# High Blood Pressure



## pvang (Jun 29, 2010)

Hi--

Can anyone help me with the CPT code for performing a high blood pressure test? All that I was able to find was 93770 (Determination of venous pressure) and I don't think it's right. 
Thanks!

-Pvang


----------



## muthershyp (Jun 29, 2010)

Was this done by the nurse or the physician?


----------



## pvang (Jun 29, 2010)

*?*



muthershyp said:


> Was this done by the nurse or the physician?

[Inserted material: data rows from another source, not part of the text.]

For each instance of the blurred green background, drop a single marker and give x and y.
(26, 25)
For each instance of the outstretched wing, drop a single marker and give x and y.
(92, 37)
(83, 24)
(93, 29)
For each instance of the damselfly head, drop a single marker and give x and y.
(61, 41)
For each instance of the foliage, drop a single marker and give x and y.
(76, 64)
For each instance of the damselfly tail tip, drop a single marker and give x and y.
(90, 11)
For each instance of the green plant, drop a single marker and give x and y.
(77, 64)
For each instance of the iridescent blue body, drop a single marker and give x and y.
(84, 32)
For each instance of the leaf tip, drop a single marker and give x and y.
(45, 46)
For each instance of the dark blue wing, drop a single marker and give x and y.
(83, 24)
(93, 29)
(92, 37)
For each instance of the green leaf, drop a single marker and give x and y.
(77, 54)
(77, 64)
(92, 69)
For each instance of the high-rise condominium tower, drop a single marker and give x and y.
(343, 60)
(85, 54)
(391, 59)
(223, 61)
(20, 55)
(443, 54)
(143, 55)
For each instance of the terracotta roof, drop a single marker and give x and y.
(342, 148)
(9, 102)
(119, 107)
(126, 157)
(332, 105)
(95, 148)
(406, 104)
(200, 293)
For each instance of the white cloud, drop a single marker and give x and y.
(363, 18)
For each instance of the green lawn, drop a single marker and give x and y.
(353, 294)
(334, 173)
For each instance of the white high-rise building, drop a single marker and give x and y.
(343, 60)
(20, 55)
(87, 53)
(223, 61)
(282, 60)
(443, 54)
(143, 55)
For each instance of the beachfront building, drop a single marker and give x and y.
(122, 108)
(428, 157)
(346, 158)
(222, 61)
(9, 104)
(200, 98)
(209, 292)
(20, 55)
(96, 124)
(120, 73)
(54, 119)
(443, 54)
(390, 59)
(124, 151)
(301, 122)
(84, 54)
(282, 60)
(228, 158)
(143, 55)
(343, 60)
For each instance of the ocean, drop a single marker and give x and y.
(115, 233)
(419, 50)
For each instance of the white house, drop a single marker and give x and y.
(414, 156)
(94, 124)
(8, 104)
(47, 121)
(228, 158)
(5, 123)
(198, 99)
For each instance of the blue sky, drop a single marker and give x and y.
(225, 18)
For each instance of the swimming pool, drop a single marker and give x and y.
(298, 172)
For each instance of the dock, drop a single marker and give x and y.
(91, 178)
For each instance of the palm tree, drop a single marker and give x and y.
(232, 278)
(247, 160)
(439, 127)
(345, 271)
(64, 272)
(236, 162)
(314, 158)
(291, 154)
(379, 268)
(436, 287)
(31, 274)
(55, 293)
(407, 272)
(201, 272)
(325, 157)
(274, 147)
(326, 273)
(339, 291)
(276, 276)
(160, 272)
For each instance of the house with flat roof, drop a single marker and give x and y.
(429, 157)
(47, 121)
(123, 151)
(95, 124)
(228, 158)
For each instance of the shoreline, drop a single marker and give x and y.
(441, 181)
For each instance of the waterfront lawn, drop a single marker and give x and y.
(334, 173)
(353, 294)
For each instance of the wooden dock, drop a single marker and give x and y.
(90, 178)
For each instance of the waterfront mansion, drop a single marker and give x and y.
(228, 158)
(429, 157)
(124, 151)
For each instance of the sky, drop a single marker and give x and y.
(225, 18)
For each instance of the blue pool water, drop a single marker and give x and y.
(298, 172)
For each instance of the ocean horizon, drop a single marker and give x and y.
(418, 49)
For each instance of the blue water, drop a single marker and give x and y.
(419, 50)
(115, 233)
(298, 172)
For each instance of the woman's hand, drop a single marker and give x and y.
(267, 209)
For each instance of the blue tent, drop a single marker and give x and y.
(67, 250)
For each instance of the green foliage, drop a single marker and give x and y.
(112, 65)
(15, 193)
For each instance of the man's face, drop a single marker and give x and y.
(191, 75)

I didn't even think of that. Whether it was performed by a nurse or a physician, I assume there would still be procedure code (whether it be specific or unspecified) for the service wouldn't it?


----------



## muthershyp (Jun 29, 2010)

If it was done as part of a physician visit, it would just be considered part of the E/M code.  If the patient came in just for the BP check, a nursing visit would be coded -- 99211.


----------



## pvang (Jun 29, 2010)

*Screening code ?*

So what about screening for high blood pressure? Would the screening be a lab test of some kind? 

Thanks for all the help so far!


----------



## dballard2004 (Jun 29, 2010)

I agree that a BP check done as part of a provider visit is considered part of the E/M service, but if it was performed as part of a nursing visit, incident to guidelines have to be met before a 99211 can be reported. In other words, the provider has to have ordered the BP check before 99211 can be used.  If the patient presents for a random (or "drop by") BP check without an appointment and the nurse checks the BP and everything is normal and the patient goes on his/her way, then this generally is not reported as 99211.  Incident to guidelines are not being met here.  CMS and most third party payers won't reimburse for a random BP check.  This is looked on as a screening service without medical necessity.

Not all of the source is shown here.